I’m very pleased with the work we have achieved so far. Over the past month, we have developed plans to align current resources with the four pillars of student success—the reasons for which research suggests students struggle. Those are academic success; financial stability; engagement and belonging; and wellness. We’ve worked to link current distribution of resources with those goals.
We’ve also discussed at length topics surrounding business continuity. I’m thankful to Jennifer Edwards and her team, as they have met with a number of groups and unit leaders to determine how to continue delivering the highest level of support to both students and the larger UK community throughout this transition. They will continue to meet with various units over the coming weeks.
In addition, the various unit leads along with Dr. Anderson and others have affirmed various proposed initiatives—under the four student success pillars—to be our main focus for the next 12-18 months:
- We’ve seen success with the Provost Persistence Grant program—grants given to students with financial holds due to small sums of money. Having analyzed the data from past efforts with this program, we want to continue and expand it.
- We’re significantly expanding the capacity of the Counseling Center to serve our students. We have already begun hiring several new counselors and plan to continue expanding those efforts in the future.

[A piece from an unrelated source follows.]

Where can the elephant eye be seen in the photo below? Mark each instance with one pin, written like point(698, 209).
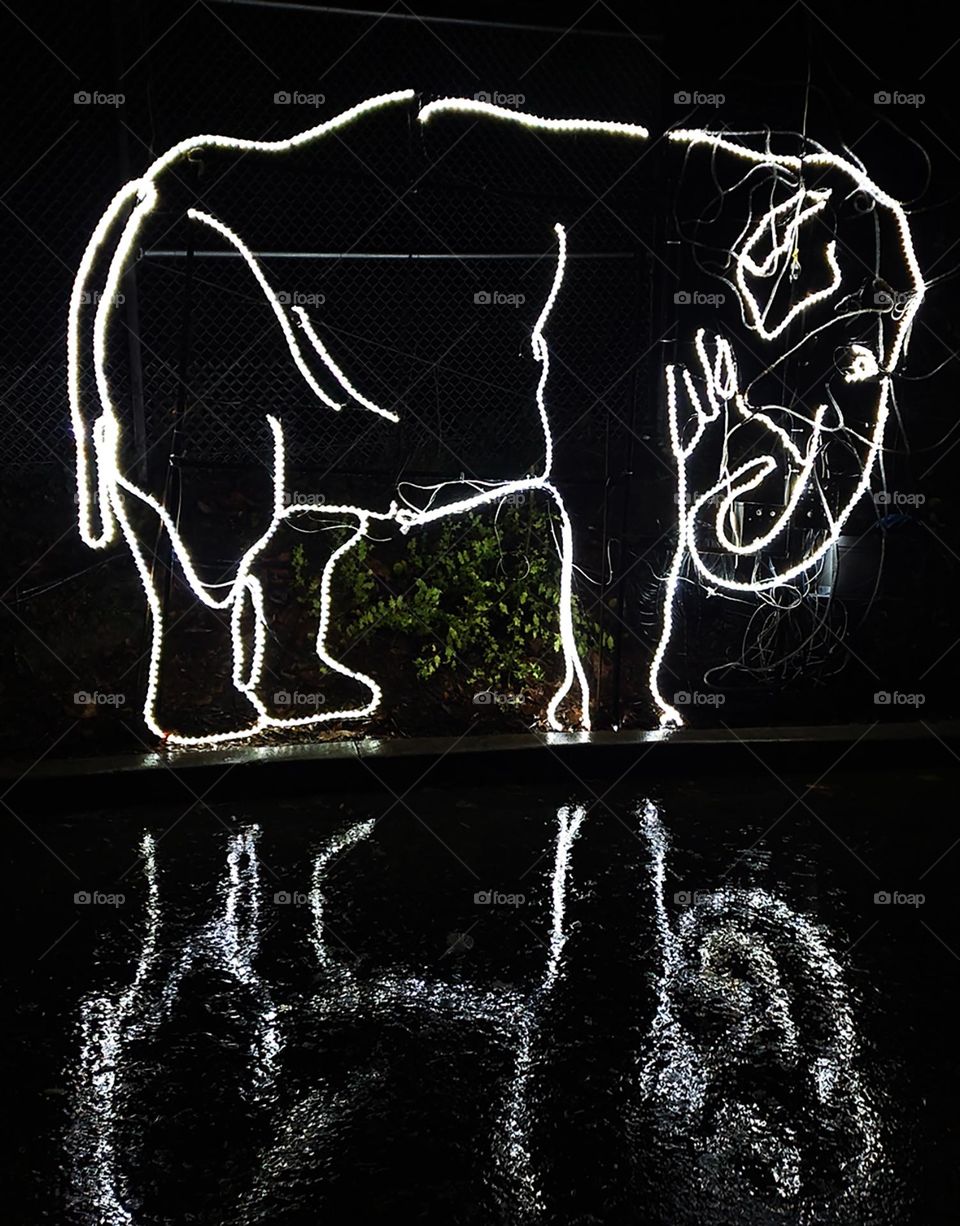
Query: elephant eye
point(779, 265)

- We are also gathering a team to determine how we can better support and integrate our student alert systems. These alerts allow us to better identify students who may be struggling for various reasons, enhancing our ability to intervene.
Belonging and Engagement:
- We have had several conversations with leaders across campus to discuss how we can better support first-year and summer transition programs.
- We are working to determine the best approach to advising for the University of Kentucky. We aim to add additional resources and support to this critical component of student success. We have already begun to work with the advising leadership team and the associate deans, utilizing their experience and expertise.
- We also aim to expand our on-campus tutoring services.
As you can see, we’ve accomplished a great deal thus far, though we still have much to accomplish together. I’m deeply grateful for efforts across these units to serve our students.
As we talk a great deal about becoming more student-centric, I want to emphasize that I don’t mean we are not already. Each of the individuals working in these areas cares deeply about students; they strive to help them in myriad ways and put them first in everything they do.
What I mean is that, as an overall organization, we must be as student-centric as possible – structurally, organizationally and operationally. We must have an organization that supports the work we do and a culture that fosters the collaboration needed to help every student thrive.
We aim to build an organizational structure and culture that reflects the student-centric work we do every day.
That’s what makes us the University for Kentucky. Thank you for your role in that promise.